In Sidewalk Dancing, Letitia Moffitt gives us scenes from the lives of a family of three, telling their story in a collection of tales. The stories, most of which have been individually published in magazines, work on their own though they are best read as chapters in the given order. The chilling first story, “Knives,” whose punch will be better appreciated by the end of the collection, is followed by “Model Homes,” set in Hawaii, where we read about Grace, a Chinese immigrant, and her husband, George, a city planner, who move with their daughter, Miranda, into an impractical house, designed by him, that looks like a starfish. It is the summer of 1970, and Grace presciently sees their lives unfolding there. The writer uses the house to good effect and the reader will feel touched reading the last story, “Sidewalk Dancing,” when Moffitt skillfully imparts additional significance to the home in the trio’s entwined destinies.
In her third story, “Only Say True,” Moffitt echoes Amy Tan in exploring the mother/daughter relationship and she actually invokes Tan as a source of friction between Grace and Miranda. Grace wants her daughter, who majored in English Literature, to be a successful writer like Tan, whereas her ambition for herself is only to be a good wife and mother. Though Grace often sounds like a stereotypical Chinese immigrant, she and her husband are eccentrics and outsiders. The mother fears intruders will break into their house and she goes through several phases; first, at night, she props chairs against doors, then she hangs decorative Christmas bells on doorknobs, and after that she makes her daughter leave dog food on the porch. The father is a follower of Thoreau, thrice divorced, full of unpractical ideas, and unable to hold a job down until he and his wife open a restaurant. One of the best stories, “Codicils,” deals with his fear of dying prematurely after he attends his mother’s funeral.

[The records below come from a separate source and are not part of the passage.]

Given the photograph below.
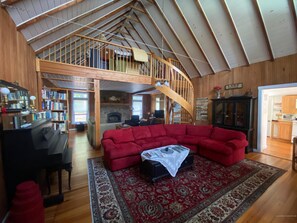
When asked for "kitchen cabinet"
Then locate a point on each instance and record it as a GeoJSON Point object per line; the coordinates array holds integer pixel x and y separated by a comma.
{"type": "Point", "coordinates": [282, 130]}
{"type": "Point", "coordinates": [289, 103]}
{"type": "Point", "coordinates": [234, 113]}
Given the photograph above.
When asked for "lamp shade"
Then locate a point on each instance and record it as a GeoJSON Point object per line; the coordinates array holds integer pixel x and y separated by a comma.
{"type": "Point", "coordinates": [5, 90]}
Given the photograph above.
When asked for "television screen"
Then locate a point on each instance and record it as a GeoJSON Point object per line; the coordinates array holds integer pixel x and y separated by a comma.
{"type": "Point", "coordinates": [159, 113]}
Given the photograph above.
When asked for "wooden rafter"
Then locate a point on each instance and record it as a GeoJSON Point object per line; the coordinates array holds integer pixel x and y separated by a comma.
{"type": "Point", "coordinates": [178, 39]}
{"type": "Point", "coordinates": [260, 16]}
{"type": "Point", "coordinates": [66, 23]}
{"type": "Point", "coordinates": [228, 12]}
{"type": "Point", "coordinates": [158, 29]}
{"type": "Point", "coordinates": [199, 6]}
{"type": "Point", "coordinates": [9, 2]}
{"type": "Point", "coordinates": [135, 30]}
{"type": "Point", "coordinates": [149, 35]}
{"type": "Point", "coordinates": [93, 23]}
{"type": "Point", "coordinates": [44, 15]}
{"type": "Point", "coordinates": [194, 37]}
{"type": "Point", "coordinates": [138, 9]}
{"type": "Point", "coordinates": [293, 5]}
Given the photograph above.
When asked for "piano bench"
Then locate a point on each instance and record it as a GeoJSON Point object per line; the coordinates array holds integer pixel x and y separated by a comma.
{"type": "Point", "coordinates": [66, 165]}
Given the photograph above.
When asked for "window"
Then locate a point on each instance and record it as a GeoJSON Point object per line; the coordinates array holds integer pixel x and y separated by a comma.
{"type": "Point", "coordinates": [137, 105]}
{"type": "Point", "coordinates": [80, 107]}
{"type": "Point", "coordinates": [158, 103]}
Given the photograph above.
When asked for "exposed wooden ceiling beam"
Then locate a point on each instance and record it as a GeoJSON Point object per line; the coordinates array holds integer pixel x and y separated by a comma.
{"type": "Point", "coordinates": [131, 19]}
{"type": "Point", "coordinates": [9, 2]}
{"type": "Point", "coordinates": [138, 9]}
{"type": "Point", "coordinates": [137, 33]}
{"type": "Point", "coordinates": [66, 23]}
{"type": "Point", "coordinates": [199, 6]}
{"type": "Point", "coordinates": [93, 23]}
{"type": "Point", "coordinates": [228, 12]}
{"type": "Point", "coordinates": [44, 15]}
{"type": "Point", "coordinates": [178, 39]}
{"type": "Point", "coordinates": [194, 37]}
{"type": "Point", "coordinates": [293, 5]}
{"type": "Point", "coordinates": [158, 30]}
{"type": "Point", "coordinates": [260, 16]}
{"type": "Point", "coordinates": [149, 35]}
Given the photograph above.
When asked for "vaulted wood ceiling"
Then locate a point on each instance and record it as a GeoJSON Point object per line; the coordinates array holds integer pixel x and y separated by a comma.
{"type": "Point", "coordinates": [206, 36]}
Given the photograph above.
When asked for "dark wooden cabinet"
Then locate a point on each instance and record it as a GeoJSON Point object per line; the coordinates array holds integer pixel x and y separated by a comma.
{"type": "Point", "coordinates": [234, 113]}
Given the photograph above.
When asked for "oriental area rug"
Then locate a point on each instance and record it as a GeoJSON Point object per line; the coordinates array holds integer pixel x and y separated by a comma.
{"type": "Point", "coordinates": [209, 192]}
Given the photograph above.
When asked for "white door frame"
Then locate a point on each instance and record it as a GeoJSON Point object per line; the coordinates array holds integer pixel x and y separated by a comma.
{"type": "Point", "coordinates": [262, 122]}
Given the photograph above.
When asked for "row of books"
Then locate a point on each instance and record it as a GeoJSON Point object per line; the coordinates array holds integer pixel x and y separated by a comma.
{"type": "Point", "coordinates": [59, 116]}
{"type": "Point", "coordinates": [48, 94]}
{"type": "Point", "coordinates": [52, 105]}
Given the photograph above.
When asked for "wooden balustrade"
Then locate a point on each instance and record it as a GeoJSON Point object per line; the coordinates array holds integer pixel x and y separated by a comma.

Moffitt refreshingly combines the stories to construct a novel instead of just developing interconnected tales. One of the advantages of this form, less than an actual novel but greater than a collection of stories, is that the writer can afford to be sparing. She doesn’t overburden us with a full account of how Miranda came to be the way she is though we understand she didn’t have a chance to grow up to be a normal kind of person and have an ordinary life. The stories build upon each other, drawing us further into the familial world the author creates, which also gradually extends to Grace’s relatives. Moffitt may be sparing about events, but not so with her details, which can either blossom or drag down her prose. Here her language is rich: “The shop was filled with bolts dripping blazing lames, stifling taffeta, a million shades of pink from blinding neon to washed-out pale, screaming florals and foaming lace.”
In the titular story, she skillfully sweeps us through time, backward and forward, as well as gives us an arresting paragraph where time slows for the reader: “That very morning, in fact, she found a wounded mynah flopping on the side porch, one wing crimped up over its back like a cape, lurching as if palsied, seriously injured and suffering. She had to break its neck quickly before anyone else saw, with a sharp, practiced gesture (so many things people didn’t know she had done, could still do–things they’d never know about her). The bird made a peculiar sound, like a long sigh of relief, when she did it.”
The stories about the couple employ the third person point of view whereas those featuring Miranda employ the first person narrator, except for “Incognito,” where the character uses the second person pronoun to good stylistic effect. The shift in perspective adds to the jigsaw puzzle effect of the story, though the self-absorbed Miranda can be a tedious narrator. We don’t have a short story celebrating a positive emotion or a happy event or an accomplishment (George’s house turns out to be a failure), not that it is a shortcoming. Sidewalk Dancing showcases the messy lives of a dysfunctional family without ever giving us a complete picture, but the pieces we have are enough.